U.S. mortgage applications rose for the first time in a month, mostly driven by a strong rebound in home refinancings even as interest rates rose, an industry trade group figures showed on Wednesday.
The Mortgage Bankers Association said its seasonally adjusted index of mortgage application activity for the week ended Dec. 2 increased 5.2 percent to 656.7, up from the previous week’s 624.1.
Borrowing costs on 30-year fixed-rate mortgages, excluding fees, averaged 6.32 percent, up 0.12 percentage point from the previous week’s 6.20 percent.
It was the first increase in three weeks for the 30-year fixed-rate mortgage, the industry benchmark. The rate was substantially above its 2005 low of 5.47 percent in late June.
The group’s seasonally adjusted index of refinancing applications rose for the first time in seven weeks, climbing 7.0 percent to 1,596.4 compared to 1,484.3 in the previous week, its lowest level since late June 2004.
The MBA’s seasonally adjusted purchase mortgage index rose for a second consecutive week by 4.0 percent to 495.1 from the previous week’s 476.2. The index is considered a timely gauge on U.S. home sales.

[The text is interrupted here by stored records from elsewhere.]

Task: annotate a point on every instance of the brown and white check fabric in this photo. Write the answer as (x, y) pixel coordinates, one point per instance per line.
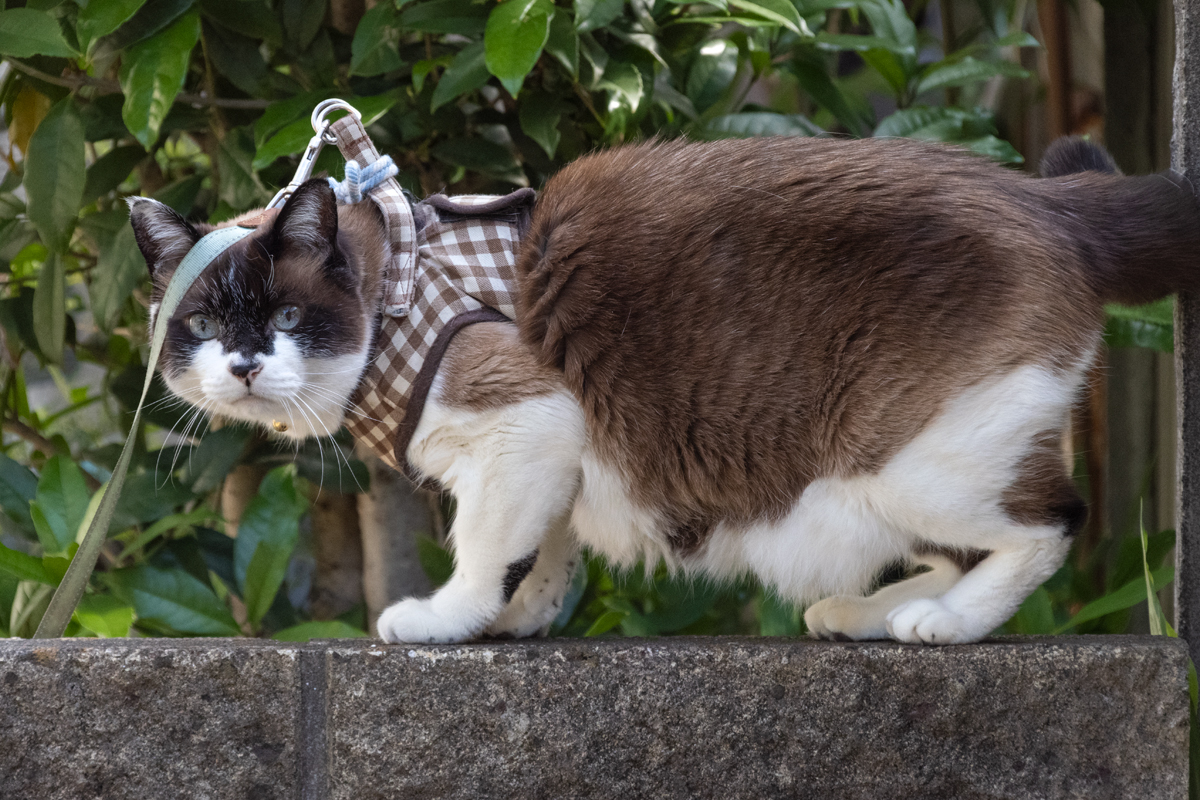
(451, 258)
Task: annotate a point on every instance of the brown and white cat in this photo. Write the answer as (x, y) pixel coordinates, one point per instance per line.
(805, 359)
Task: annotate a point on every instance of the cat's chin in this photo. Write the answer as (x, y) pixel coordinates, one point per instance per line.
(273, 414)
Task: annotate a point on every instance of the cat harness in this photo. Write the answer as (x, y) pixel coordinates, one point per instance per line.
(453, 264)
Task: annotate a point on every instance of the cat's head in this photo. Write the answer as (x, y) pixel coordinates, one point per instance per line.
(279, 328)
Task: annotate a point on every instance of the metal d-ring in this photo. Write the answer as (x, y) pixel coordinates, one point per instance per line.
(321, 125)
(322, 112)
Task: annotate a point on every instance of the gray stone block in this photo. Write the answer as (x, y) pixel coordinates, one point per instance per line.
(234, 720)
(155, 719)
(1065, 717)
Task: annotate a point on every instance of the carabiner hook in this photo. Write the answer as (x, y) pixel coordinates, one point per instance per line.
(321, 124)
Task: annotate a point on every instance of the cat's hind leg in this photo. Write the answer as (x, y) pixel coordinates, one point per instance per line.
(514, 471)
(845, 618)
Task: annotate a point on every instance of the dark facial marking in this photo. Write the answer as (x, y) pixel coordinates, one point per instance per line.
(516, 573)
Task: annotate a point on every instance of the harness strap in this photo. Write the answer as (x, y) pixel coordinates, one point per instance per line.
(400, 276)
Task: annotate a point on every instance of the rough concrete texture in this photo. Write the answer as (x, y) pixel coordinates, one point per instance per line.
(1186, 158)
(132, 719)
(1068, 717)
(240, 720)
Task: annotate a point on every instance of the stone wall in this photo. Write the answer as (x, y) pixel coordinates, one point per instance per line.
(725, 717)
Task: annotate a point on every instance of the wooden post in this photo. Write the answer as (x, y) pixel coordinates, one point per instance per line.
(1186, 158)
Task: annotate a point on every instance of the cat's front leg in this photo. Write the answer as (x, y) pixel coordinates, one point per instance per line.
(514, 473)
(538, 597)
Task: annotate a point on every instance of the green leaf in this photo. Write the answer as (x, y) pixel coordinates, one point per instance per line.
(461, 17)
(1035, 617)
(711, 74)
(239, 181)
(153, 72)
(777, 11)
(250, 18)
(264, 576)
(466, 73)
(119, 271)
(816, 82)
(51, 308)
(217, 453)
(605, 623)
(564, 42)
(288, 140)
(995, 149)
(966, 71)
(778, 618)
(594, 14)
(539, 116)
(25, 32)
(1127, 596)
(755, 124)
(889, 20)
(480, 156)
(301, 22)
(271, 519)
(239, 59)
(1158, 625)
(285, 112)
(187, 521)
(858, 43)
(18, 486)
(54, 174)
(624, 82)
(1150, 326)
(376, 40)
(63, 497)
(24, 566)
(436, 560)
(173, 599)
(105, 615)
(109, 170)
(1017, 38)
(97, 19)
(516, 32)
(150, 19)
(319, 630)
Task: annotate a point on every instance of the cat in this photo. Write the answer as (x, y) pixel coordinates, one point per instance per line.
(801, 359)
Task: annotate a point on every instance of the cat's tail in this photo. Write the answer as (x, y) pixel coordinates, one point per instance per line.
(1138, 238)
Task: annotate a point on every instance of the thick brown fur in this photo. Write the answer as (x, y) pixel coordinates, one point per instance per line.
(741, 318)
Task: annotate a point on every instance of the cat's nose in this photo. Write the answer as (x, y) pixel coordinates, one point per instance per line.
(246, 371)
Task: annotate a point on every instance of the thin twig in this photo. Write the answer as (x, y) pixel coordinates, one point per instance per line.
(105, 86)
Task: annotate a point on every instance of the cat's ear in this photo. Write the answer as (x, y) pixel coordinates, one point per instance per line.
(162, 235)
(307, 223)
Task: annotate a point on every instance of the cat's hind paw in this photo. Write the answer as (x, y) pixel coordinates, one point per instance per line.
(415, 621)
(844, 618)
(927, 621)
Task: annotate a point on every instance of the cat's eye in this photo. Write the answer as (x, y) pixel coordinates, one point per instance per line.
(286, 318)
(203, 328)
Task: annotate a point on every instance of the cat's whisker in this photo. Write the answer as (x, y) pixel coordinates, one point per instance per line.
(346, 405)
(321, 447)
(337, 450)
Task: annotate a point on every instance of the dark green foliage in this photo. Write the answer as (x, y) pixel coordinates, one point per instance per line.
(204, 104)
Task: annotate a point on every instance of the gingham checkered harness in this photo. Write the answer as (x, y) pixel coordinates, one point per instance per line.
(453, 264)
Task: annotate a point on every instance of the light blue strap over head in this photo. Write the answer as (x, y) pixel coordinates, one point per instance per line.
(66, 596)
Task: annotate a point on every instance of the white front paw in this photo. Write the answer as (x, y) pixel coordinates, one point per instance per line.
(415, 621)
(927, 621)
(844, 619)
(529, 613)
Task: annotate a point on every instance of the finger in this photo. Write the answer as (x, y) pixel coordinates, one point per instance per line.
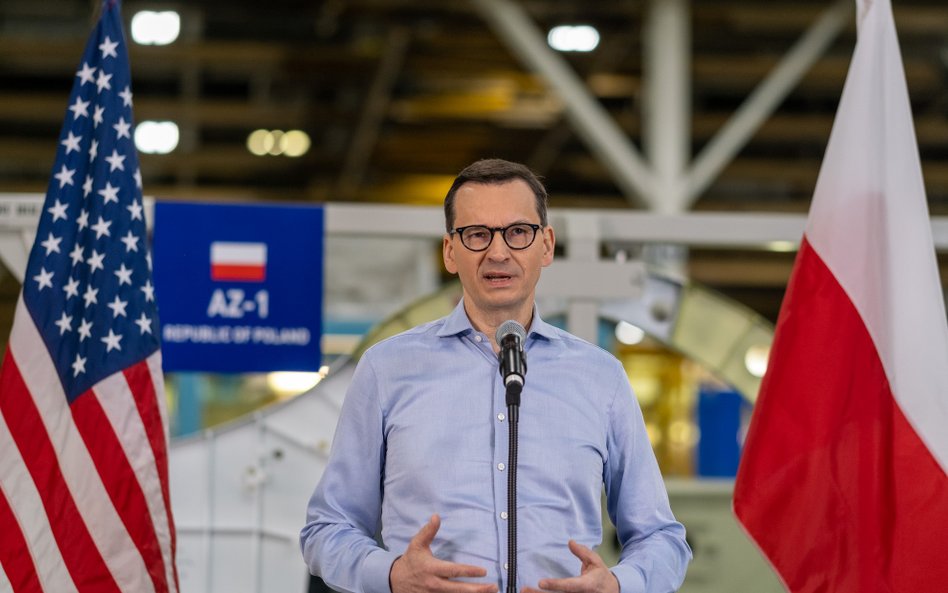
(586, 554)
(451, 570)
(456, 587)
(426, 534)
(567, 585)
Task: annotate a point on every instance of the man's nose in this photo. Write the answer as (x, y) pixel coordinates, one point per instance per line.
(498, 248)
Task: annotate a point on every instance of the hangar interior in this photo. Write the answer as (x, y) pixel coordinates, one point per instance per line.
(680, 154)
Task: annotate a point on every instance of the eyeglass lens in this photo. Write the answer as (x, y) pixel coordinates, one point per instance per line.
(517, 236)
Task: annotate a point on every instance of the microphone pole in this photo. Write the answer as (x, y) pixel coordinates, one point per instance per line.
(513, 368)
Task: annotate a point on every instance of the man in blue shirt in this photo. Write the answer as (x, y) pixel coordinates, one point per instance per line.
(419, 455)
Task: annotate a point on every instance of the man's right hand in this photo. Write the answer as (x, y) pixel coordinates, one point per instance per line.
(418, 571)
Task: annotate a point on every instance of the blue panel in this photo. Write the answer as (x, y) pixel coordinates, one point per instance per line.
(239, 287)
(719, 420)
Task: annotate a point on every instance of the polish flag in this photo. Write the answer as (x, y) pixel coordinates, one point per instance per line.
(239, 262)
(844, 478)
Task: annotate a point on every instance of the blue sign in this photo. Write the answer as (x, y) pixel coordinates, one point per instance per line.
(239, 287)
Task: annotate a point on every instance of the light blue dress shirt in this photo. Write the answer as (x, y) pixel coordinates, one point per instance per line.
(423, 430)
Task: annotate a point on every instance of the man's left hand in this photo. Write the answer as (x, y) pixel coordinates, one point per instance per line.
(595, 576)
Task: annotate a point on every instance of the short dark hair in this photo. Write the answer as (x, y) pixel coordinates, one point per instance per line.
(495, 172)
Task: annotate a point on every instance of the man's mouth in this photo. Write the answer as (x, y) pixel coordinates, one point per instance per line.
(497, 277)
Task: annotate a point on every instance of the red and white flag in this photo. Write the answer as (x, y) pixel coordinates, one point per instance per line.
(84, 499)
(844, 479)
(238, 262)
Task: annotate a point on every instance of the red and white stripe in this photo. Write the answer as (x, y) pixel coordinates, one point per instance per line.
(84, 487)
(844, 479)
(244, 262)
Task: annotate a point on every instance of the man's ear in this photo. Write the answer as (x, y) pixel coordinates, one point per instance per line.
(549, 242)
(447, 251)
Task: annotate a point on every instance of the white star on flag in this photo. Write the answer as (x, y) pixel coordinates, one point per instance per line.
(108, 48)
(82, 221)
(122, 128)
(131, 242)
(71, 288)
(91, 296)
(136, 210)
(79, 365)
(44, 279)
(76, 253)
(118, 307)
(80, 108)
(85, 329)
(124, 275)
(95, 261)
(64, 177)
(71, 142)
(86, 74)
(112, 341)
(103, 81)
(58, 209)
(144, 324)
(116, 161)
(51, 244)
(101, 228)
(109, 193)
(64, 324)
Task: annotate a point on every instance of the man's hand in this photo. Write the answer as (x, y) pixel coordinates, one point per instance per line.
(418, 571)
(595, 576)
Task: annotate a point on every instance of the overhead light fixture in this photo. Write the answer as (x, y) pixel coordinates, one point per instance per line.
(294, 143)
(755, 360)
(579, 38)
(629, 334)
(286, 383)
(155, 28)
(156, 137)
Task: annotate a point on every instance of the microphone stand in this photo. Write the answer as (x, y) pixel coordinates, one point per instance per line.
(513, 415)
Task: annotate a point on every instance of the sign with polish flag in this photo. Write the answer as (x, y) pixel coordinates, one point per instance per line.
(238, 262)
(844, 478)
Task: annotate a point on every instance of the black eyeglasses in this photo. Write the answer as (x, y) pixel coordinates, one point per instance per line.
(477, 237)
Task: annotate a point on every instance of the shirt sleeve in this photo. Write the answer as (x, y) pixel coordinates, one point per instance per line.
(654, 553)
(343, 515)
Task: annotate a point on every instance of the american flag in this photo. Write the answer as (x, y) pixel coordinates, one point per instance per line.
(84, 501)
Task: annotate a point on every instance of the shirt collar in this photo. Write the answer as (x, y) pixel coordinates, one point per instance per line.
(457, 323)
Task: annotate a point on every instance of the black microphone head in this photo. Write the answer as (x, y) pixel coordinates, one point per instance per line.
(510, 327)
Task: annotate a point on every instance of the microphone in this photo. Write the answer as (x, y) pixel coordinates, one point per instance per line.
(513, 361)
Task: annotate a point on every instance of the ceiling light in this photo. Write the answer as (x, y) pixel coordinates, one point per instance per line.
(295, 143)
(573, 38)
(257, 142)
(755, 360)
(629, 334)
(156, 137)
(285, 383)
(155, 28)
(274, 142)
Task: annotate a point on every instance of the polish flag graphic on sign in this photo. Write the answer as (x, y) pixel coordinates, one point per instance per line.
(241, 262)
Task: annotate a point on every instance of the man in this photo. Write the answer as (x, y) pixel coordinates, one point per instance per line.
(420, 449)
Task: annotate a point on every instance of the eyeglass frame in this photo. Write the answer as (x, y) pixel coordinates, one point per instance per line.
(503, 233)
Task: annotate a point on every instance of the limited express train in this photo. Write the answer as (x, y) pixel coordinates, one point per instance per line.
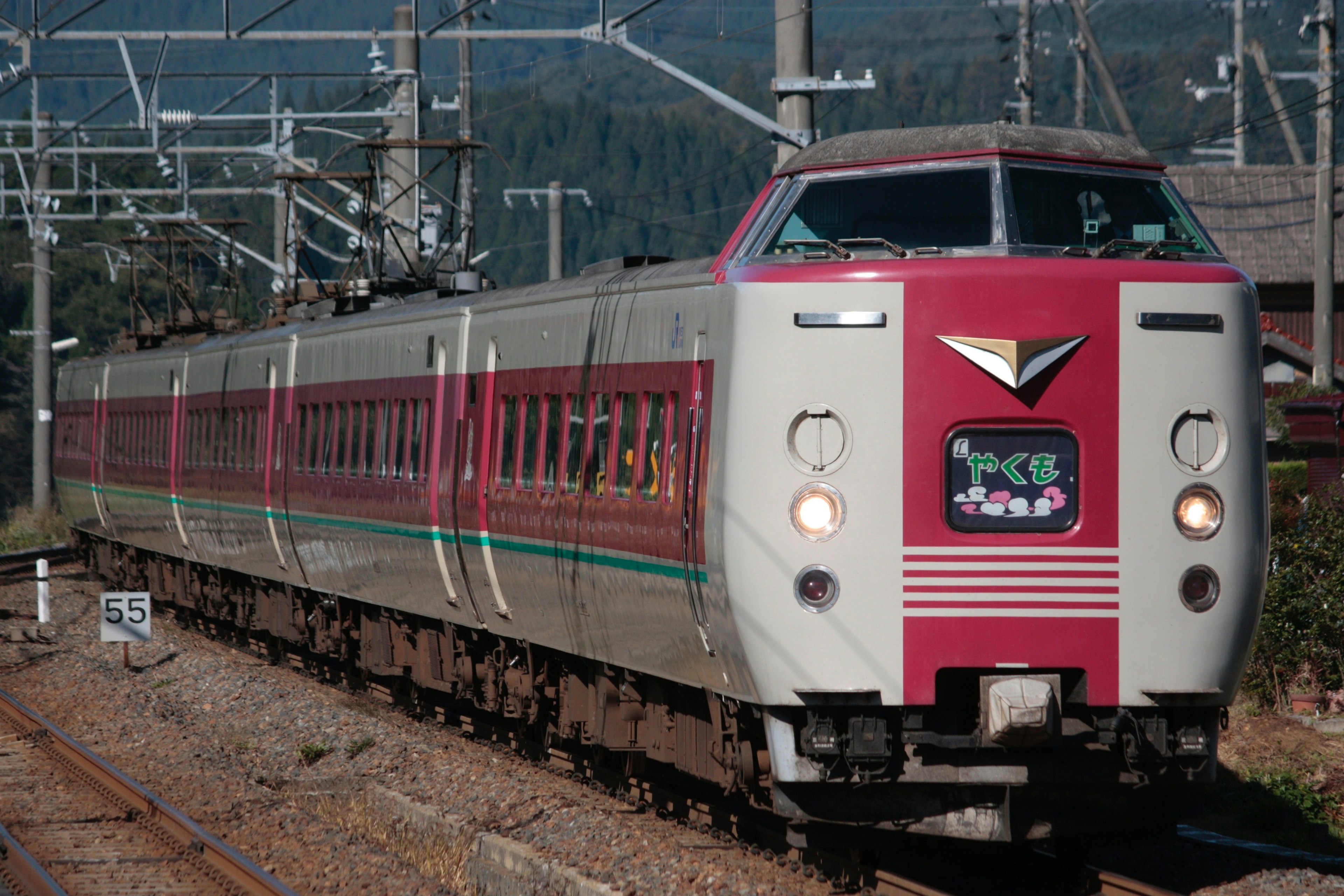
(936, 502)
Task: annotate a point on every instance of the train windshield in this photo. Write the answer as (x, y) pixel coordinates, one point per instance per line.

Fixed 15-year mortgage rates averaged 5.84 percent, up from 5.72 percent the previous week. Rates on one-year adjustable-rate mortgages also increased, rising to 5.49 percent from 5.39 percent.
The MBA’s survey covers about 50 percent of all U.S. retail residential mortgage originations. Respondents include mortgage bankers, commercial banks and thrifts.